Keep an eye on your brand’s blueprint

Keep an eye on your brands blueprint

Architecture is something we can all enjoy, not only for the environment it creates, but because good architecture always supports your reason for being there. Architecture should make you feel good, helping you work better, rest easier, and play harder.

Like when London Stansted Airport opened in 1991: Foster + Partners challenged the conventions of contemporary airport design, attempting to recapture the simplicity of early airport buildings by allowing passengers to walk in more or less a straight line from the roadside, through the terminal, and onwards – airside – to an awaiting plane. It was a simple idea, designed to remove confusion and make journeys easier.

Brand architecture is the same. All brands have a blueprint, although often less visible and more susceptible to change over time.

Brand architecture systems – the logic that underpins the way a brand is organised – come in different shapes and sizes. They can be designed to accommodate just one brand – what can be described as ‘monolithic’ – or to accommodate many brands and/or sub-brands, and with more or less similarity to each other. But a well-constructed brand architecture system doesn’t mean that the brands that hang off of it are all the same. The brands that the architecture supports can be as different as the market requires.

Just like in buildings, brand architecture seeks to create a coherent experience, supporting the purpose of the people using it. It allows for a greater or lesser association between its different parts in accordance with business strategy (and oftentimes politics). It describes the relationships between a business, its products, services and initiatives, both externally and internally. Brand architecture determines how an offer should be understood in relative terms, so that it can be most easily accessed.

But there’s theory and there’s reality. The fact is, that as businesses grow, brands grow too, and the likelihood of architecture going wonky increases. It is what happens over time when any building is extended, remodelled or renovated; by definition: a need was not anticipated in the original blueprint. Whether you need new bedrooms because the number of people in your household has increased, or a new airport terminal because the old one no longer meets the changing needs and demands of passengers, the choices are essentially the same: add, reconfigure or move.

But there’s a limit to how many times you can keep adding without either running out of space or degrading and confusing the experience. Eventually, reconfiguration or a move becomes necessary.

Ensuring a robust brand architecture can have significant benefits

Clarity of proposition and offer
Architecture creates the right associations, so that something people have never encountered before can be associated with things they recognise and feel positively disposed towards, increasing the chances that they will relate to and feel good about their experience of the new.
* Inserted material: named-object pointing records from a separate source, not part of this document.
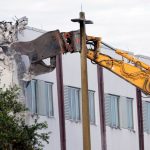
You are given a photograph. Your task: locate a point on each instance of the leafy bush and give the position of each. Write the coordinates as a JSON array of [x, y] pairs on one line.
[[15, 134]]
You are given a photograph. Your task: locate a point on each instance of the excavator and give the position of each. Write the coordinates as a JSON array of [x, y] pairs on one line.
[[54, 43]]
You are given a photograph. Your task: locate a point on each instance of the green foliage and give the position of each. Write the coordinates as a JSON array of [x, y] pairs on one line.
[[15, 134]]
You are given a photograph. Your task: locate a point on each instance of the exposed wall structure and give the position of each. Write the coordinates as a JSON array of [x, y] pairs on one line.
[[120, 134]]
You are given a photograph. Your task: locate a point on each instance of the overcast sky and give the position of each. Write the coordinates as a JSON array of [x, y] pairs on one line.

So your brand’s architecture provides the underlying system and the rules that help maintain clarity.

Efficient management
A well-considered brand architecture provides a framework for both current and future scenarios, allowing you to pre-empt future need. In this way, it both accommodates and helps manage growth and change, creating efficiencies and saving time and money on unnecessary and wasted branding exercises.

Protection of investment
Most importantly, perhaps, a fit-for-purpose architecture system can help stop bad things happening to your brand. It provides a tool that allows you to say ‘no’ to your colleagues with good reason, preventing proliferation of new brands, subbrands, names and identities, which in some business cultures is endemic. So a good architecture makes brand management and guardianship easier, protecting the investment you make and the equity you build in it over time.
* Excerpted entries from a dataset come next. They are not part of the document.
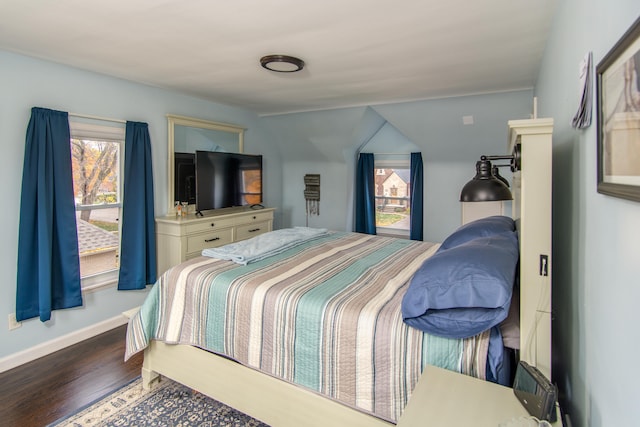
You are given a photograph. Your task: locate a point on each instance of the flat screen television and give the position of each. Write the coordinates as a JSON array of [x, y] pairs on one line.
[[225, 180], [185, 177]]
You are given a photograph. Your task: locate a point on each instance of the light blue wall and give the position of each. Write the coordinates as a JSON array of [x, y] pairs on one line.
[[27, 82], [596, 285], [325, 142]]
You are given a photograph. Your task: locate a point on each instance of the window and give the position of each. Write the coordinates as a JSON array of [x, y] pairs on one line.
[[96, 154], [393, 197]]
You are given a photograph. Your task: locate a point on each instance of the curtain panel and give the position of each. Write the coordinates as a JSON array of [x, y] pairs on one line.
[[417, 183], [138, 244], [365, 195], [48, 263]]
Make the invisible visible
Being able to see what you have got is essential. Visualising the architectural framework and mapping its component brands exposes strengths and weaknesses that can allow you to understand the extent to which the brand is operating as intended, and what corrective action might be required.
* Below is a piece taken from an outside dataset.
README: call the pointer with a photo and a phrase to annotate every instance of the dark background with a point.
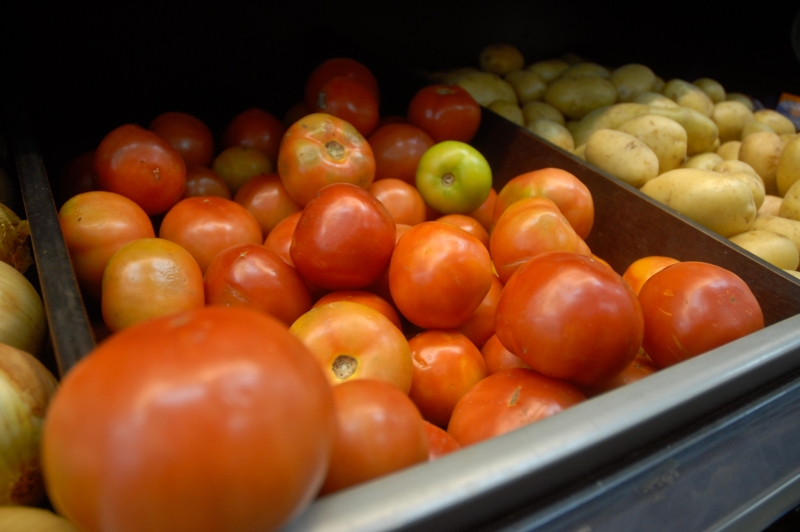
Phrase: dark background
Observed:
(84, 70)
Make informed, strategic decisions
Appraisal of the existing architecture facilitates decision-making about the brand and the extent to which it is helping deliver business objectives. Visualisation provides a tool that allows for different stakeholder perspectives to be understood: why things are as they are, including underlying operational and commercial reasons, and how coherent the offer is. It also asks questions about each of the entities that make up the portfolio of brands within a business (including those that break the rules), enabling strategic choices to be made, such as how your brands could be organised differently, or removed, or new ones created.

Make a new blueprint
A remapping exercise will enable selection of an appropriate brand architecture system – or systems – and illustrate its impact. It will expose the implications of organising or reorganising the brands in your portfolio and allows for decisions to be made about each. A new architectural blueprint can help answer structural and organisational questions, and inform decisions about the way the brands and their identities should evolve.

Although mostly invisible, brand architecture is possibly one of the most important aspects of your brand.

Without a strong architectural framework all brands will inevitably develop more or less organically, unsystematically and often illogically.

While choosing to reorganise a brand’s architecture can have significant business implications, the result always makes strategic and commercial sense, and can significantly improve your ability to deliver better experiences.

So you might start by asking if your brand architecture allows people to think, feel and do the things they want and that you intend them to, or does it hamper them? Has the growth and development of your brand portfolio over time helped or hindered the way you want to be understood? And if you were planning from scratch, how far from your ideal blueprint is the brand you have built? If you can’t see it clearly, or simply have a gut feeling that it has structural problems, it might be time to call in the brand architects.